= 1928 Free City of Danzig MP reduction referendum =

A referendum on reducing the number of MPs was held in the Free City of Danzig on 9 December 1928. Voters were presented with two different proposals on reducing the size of the 120-seat Volkstag and the Senate. Voters were only allowed to vote "yes" to one proposal, but neither received a majority in support. Two years later Volkstag members voted to reduce the size of the body to 72 seats.

==Background==
The Free City of Danzig was created as an entity by the Treaty of Versailles. Its constitution came into force on 5 November 1922, and provided for a 120-seat Volkstag and a 22-member Senate, which functioned as the territory's cabinet. It also set out that Danzig City Council was elected by Volkstag members rather than the public.

On 21 September the Volkstag rejected a bill to reduce it in size; despite MPs voting by 72–2 to reduce their number, the quorum of 80 votes was missed. As a result of the vote, two citizen initiatives were started. The initiatives required the signature of at least 10% of voters, which based on there being 214,363 registered voters for the 1927 elections, was 21,437 signatures.

The "People's Will" (Volkswille) initiative collected 28,961 signatures. It proposed a 72-seat Volkstag, which would elect a 12-member Senate with 5 full-time members and 7 part-time members.
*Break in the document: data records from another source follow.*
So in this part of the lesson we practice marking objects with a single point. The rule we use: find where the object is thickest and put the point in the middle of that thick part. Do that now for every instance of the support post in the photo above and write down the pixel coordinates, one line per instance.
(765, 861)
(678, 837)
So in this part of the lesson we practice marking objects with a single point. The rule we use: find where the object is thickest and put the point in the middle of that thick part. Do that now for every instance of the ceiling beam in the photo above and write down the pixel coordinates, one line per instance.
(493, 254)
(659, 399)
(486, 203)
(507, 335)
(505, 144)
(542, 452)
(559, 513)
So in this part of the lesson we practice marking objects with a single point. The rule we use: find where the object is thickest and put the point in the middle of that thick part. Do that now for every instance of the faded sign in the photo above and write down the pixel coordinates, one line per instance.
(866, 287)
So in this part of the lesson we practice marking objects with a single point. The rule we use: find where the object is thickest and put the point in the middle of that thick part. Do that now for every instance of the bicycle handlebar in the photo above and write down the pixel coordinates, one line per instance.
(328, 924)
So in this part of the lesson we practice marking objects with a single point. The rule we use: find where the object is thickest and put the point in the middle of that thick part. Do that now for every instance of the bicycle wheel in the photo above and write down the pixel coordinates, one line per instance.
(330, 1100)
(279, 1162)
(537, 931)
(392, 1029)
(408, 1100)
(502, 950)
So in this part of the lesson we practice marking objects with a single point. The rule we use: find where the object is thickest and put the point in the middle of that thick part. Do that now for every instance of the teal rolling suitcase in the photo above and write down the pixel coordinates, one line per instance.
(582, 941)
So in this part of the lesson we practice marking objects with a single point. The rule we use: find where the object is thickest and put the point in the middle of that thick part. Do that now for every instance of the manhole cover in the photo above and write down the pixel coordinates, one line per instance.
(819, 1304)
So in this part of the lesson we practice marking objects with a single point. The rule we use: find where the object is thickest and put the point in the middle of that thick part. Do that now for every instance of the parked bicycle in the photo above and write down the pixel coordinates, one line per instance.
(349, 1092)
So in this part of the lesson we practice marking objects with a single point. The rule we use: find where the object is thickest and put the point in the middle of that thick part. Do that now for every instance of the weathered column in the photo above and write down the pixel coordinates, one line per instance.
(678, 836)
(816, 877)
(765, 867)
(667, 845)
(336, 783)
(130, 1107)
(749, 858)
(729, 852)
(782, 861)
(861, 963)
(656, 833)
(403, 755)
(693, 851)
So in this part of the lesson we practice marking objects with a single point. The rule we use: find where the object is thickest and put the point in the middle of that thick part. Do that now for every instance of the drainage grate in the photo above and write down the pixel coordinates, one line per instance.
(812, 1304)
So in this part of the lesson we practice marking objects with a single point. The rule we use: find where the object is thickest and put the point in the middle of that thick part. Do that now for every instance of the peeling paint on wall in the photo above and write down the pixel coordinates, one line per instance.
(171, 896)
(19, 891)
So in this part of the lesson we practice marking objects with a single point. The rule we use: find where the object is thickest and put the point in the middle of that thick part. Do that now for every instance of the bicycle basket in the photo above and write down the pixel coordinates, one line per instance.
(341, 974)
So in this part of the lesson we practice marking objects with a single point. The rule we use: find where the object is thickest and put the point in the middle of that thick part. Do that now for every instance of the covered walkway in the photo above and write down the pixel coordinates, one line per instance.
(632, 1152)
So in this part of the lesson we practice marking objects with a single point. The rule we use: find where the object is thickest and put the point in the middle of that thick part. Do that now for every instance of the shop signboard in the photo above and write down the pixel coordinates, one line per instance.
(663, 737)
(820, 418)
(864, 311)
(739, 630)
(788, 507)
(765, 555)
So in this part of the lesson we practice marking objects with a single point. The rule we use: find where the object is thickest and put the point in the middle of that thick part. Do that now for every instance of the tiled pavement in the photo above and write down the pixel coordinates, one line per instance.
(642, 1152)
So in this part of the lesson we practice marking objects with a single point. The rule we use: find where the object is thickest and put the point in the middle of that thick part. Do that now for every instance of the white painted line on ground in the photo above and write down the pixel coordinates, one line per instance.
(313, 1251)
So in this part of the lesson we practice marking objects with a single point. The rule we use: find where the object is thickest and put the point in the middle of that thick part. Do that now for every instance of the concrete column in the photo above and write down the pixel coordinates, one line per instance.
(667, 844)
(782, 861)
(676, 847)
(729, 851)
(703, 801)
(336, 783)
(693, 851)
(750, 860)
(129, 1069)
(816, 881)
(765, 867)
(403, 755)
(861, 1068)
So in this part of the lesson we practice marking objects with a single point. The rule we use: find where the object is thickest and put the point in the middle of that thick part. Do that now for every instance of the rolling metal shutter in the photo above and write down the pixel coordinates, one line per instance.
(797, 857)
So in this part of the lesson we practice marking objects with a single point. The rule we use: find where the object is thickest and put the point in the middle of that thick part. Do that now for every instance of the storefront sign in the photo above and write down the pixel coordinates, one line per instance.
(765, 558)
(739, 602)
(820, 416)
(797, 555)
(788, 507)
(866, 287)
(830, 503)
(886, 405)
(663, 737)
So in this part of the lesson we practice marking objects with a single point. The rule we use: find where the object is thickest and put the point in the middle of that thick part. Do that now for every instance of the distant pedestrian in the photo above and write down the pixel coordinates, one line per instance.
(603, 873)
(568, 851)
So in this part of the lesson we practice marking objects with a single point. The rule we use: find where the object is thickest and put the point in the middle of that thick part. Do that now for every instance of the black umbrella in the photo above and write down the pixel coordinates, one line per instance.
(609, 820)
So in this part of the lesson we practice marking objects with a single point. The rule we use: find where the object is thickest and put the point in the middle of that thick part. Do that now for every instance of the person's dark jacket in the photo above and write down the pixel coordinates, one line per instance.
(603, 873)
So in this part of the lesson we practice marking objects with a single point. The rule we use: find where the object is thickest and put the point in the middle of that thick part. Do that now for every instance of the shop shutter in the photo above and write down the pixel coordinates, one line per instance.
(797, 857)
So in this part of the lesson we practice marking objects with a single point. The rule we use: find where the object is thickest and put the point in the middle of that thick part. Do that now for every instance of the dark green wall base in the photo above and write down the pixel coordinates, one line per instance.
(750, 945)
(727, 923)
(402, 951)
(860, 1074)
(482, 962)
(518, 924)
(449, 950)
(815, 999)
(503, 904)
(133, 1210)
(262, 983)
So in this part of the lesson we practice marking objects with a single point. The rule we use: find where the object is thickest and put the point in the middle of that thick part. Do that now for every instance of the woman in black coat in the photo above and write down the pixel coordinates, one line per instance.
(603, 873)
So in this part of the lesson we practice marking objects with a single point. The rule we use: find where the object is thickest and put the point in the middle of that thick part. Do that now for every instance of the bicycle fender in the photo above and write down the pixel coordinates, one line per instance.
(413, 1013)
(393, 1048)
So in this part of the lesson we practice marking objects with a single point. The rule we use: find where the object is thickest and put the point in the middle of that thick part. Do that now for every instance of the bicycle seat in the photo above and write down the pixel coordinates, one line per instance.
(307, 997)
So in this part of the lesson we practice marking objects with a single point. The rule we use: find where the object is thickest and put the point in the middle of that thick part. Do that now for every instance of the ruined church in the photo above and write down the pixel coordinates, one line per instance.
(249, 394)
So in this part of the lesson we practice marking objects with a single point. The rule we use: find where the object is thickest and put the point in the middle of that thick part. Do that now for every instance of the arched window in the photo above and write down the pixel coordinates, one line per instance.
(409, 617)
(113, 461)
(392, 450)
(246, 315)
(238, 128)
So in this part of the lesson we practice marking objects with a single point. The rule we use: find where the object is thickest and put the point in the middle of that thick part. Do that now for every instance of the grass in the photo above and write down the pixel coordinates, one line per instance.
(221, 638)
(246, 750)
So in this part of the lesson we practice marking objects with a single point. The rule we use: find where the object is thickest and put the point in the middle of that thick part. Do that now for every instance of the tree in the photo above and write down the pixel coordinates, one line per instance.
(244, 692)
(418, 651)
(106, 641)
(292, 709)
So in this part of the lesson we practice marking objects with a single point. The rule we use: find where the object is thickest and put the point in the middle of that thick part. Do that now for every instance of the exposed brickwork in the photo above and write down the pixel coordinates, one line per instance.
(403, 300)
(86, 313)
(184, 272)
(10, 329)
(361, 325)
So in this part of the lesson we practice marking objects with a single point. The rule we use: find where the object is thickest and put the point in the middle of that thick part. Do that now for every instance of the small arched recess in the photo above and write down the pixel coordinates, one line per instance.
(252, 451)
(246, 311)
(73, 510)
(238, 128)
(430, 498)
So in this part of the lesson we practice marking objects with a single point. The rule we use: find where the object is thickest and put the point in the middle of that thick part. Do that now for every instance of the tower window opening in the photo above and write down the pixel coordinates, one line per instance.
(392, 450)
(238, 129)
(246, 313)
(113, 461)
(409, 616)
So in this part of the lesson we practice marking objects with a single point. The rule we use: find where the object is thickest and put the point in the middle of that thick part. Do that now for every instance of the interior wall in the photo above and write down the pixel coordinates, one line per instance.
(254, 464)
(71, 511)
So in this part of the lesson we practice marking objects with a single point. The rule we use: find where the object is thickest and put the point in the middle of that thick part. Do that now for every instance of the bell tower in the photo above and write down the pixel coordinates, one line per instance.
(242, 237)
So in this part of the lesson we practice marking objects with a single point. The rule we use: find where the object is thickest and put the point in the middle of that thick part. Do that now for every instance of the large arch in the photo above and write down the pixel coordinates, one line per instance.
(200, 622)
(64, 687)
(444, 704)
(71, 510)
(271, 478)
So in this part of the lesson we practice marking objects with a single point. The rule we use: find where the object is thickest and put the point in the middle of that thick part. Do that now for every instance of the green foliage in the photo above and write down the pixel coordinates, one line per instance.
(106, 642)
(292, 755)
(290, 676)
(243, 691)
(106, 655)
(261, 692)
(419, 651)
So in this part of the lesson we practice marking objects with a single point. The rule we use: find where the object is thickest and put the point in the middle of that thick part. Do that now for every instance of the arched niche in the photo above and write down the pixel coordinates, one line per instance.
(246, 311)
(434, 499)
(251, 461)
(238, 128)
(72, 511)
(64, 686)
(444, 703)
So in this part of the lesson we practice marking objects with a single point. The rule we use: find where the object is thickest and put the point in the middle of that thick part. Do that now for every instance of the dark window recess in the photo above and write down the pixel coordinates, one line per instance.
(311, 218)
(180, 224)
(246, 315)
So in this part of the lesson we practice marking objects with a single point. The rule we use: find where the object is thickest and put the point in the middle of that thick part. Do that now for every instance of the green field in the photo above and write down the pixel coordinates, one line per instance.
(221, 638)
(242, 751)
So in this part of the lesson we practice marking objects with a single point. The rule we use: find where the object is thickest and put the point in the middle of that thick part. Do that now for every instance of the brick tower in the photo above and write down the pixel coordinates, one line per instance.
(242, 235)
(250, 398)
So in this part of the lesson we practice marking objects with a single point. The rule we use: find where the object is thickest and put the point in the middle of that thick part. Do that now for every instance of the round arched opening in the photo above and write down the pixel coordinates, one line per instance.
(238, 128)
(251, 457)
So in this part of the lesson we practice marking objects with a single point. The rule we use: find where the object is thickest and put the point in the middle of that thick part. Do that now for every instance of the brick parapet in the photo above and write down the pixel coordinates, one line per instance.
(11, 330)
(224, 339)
Danzig City Council would still be elected by the Volkstag, but based on the proportion of votes received in the previous election.

The "Citizen Protection" (Bürgerschutz) initiative gathered 46,219 signatures, and proposed a 61-seat Volkstag, which would elect a 12-member Senate with 5 full-time members and 7 part-time members. It also proposed the direct election of Danzig City Council.

==Results==
In order to be ratified, the proposal had to be approved by at least 50% of the number of registered voters in the 1927 elections. Voters could only vote on one of the proposals, and any ballot on which a vote had been cast for both proposals, even if they had votes "yes" to one and "no" to the other, was void.

A total of 73,739 people voted on the Citizens' Protection initiative, whilst 59,442 people voted on the People's Will initiative, with 99% of voters voting for one of the two. Just over 4,000 invalid ballots were cast.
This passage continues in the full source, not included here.